Edward stood beside her in his transparent form and picked them out, but he couldn't grab them. Standing so near Iris, he heard her thoughts.
“Eros, if you're there, if you're listening, you can't let it end like this. Whether you're a force or a god, Edward kept your element from being poached by an evil man. Doesn't he deserve some sort of reward?”
A deep voice resonated through Edward.
“And what price will you pay? No one can come back from Hades without a fee.”
Edward found himself in his body, and the pain kept him trapped there.
The voice sounded like it echoed around the temple, but a quick glance told Iris none of the others heard it. She'd read enough mythology to know that gods were tricky and would twist words, so she had to choose carefully.
“I will give up my house in Huntington Village.”
“That is not yours to give.”
“I will give Father's papers and artifacts to the University rather than keep them for myself, which I had planned to do in secret. I will make my career on my own rather than rely on building upon his.”
The grief-crack in her heart throbbed at the thought of losing that tangible connection to her father.
“Giving up one link of the heart for another will suffice. Have faith, little sister. You will need it for what's to come. The rose is opening.”
The next breath brought a gasp from Edward, and Iris moved back so he could sit with the support of Radcliffe and Johann.
Iris collapsed with relief against Marie, and a lava mix of emotion welled from her center. Relief mingled with grief, happiness with loss, and soon Edward held her as she released the sobs she'd held back since her father's funeral, the ones she said she couldn't allow herself because she had to put her energy into figuring everything out. The tears subsided, and the crack down her middle felt smaller.
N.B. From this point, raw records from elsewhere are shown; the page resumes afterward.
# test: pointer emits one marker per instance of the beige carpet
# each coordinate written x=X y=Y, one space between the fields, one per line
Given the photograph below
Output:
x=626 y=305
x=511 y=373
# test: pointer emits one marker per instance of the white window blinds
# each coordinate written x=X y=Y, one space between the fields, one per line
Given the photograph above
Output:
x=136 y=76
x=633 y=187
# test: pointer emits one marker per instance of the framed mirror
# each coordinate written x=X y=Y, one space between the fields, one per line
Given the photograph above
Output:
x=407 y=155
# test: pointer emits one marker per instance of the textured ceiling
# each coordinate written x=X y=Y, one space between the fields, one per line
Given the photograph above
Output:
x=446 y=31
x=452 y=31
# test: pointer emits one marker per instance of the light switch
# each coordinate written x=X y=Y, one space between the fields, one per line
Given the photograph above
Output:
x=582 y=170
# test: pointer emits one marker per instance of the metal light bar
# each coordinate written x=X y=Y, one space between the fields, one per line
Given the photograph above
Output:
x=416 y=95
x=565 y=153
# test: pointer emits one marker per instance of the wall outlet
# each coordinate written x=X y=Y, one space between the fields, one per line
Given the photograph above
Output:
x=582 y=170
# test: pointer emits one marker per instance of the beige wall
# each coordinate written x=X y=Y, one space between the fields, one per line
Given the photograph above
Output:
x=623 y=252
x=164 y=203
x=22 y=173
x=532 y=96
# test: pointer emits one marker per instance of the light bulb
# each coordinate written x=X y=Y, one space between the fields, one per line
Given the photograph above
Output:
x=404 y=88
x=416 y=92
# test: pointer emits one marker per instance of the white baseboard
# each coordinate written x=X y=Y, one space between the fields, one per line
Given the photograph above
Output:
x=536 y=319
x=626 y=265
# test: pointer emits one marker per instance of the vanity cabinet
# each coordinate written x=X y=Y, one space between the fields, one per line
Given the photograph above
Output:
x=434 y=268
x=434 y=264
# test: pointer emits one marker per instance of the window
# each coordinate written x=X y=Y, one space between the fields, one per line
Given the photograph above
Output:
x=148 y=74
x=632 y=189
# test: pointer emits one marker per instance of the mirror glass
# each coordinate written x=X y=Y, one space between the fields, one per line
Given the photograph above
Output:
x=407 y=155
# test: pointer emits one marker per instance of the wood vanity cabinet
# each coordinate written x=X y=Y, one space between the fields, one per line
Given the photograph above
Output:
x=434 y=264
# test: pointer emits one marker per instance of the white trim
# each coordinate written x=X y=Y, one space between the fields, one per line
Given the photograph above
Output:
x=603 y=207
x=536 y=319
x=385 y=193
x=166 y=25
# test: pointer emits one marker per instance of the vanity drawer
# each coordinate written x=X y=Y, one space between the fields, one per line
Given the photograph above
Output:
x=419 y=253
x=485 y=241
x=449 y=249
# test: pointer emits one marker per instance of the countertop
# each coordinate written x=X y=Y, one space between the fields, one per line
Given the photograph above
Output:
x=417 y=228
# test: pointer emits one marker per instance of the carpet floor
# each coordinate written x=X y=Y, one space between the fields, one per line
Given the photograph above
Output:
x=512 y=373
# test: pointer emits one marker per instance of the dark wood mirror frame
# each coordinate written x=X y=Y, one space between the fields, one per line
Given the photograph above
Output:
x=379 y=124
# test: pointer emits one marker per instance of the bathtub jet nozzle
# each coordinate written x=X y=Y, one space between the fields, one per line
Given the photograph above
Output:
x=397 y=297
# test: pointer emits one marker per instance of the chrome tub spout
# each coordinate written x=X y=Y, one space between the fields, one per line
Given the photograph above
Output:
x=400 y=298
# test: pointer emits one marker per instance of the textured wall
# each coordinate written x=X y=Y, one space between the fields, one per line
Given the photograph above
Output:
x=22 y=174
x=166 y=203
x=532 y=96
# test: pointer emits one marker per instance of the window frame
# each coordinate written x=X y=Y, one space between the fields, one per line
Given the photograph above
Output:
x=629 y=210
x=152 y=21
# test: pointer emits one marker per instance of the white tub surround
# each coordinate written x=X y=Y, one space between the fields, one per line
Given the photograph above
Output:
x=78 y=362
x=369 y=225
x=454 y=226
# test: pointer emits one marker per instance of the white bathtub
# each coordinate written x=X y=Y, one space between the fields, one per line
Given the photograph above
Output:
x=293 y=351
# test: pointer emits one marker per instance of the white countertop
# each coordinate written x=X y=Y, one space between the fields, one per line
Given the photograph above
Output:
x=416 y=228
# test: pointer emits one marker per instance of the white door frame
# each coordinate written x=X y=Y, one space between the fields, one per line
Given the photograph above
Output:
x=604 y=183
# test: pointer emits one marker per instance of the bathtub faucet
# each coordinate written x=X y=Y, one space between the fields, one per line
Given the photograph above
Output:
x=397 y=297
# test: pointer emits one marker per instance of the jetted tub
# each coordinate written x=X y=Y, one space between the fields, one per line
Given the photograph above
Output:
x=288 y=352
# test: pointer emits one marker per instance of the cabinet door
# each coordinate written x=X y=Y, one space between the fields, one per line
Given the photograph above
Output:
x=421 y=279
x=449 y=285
She looked up at Edward and blinked the last of the salt out of her eyes. “I'm sorry,” she said.
“For what? You're supposed to cry when you're sad. It's a perfectly logical thing to do.”
“No, for lying. For not trusting you.”
“I forgive you.” And he kissed her. It was a gentle kiss at first, a butterfly landing on a flower, but it deepened, and Iris kissed back with a wanton fierceness she didn't know she possessed. They broke apart when someone cleared their throat.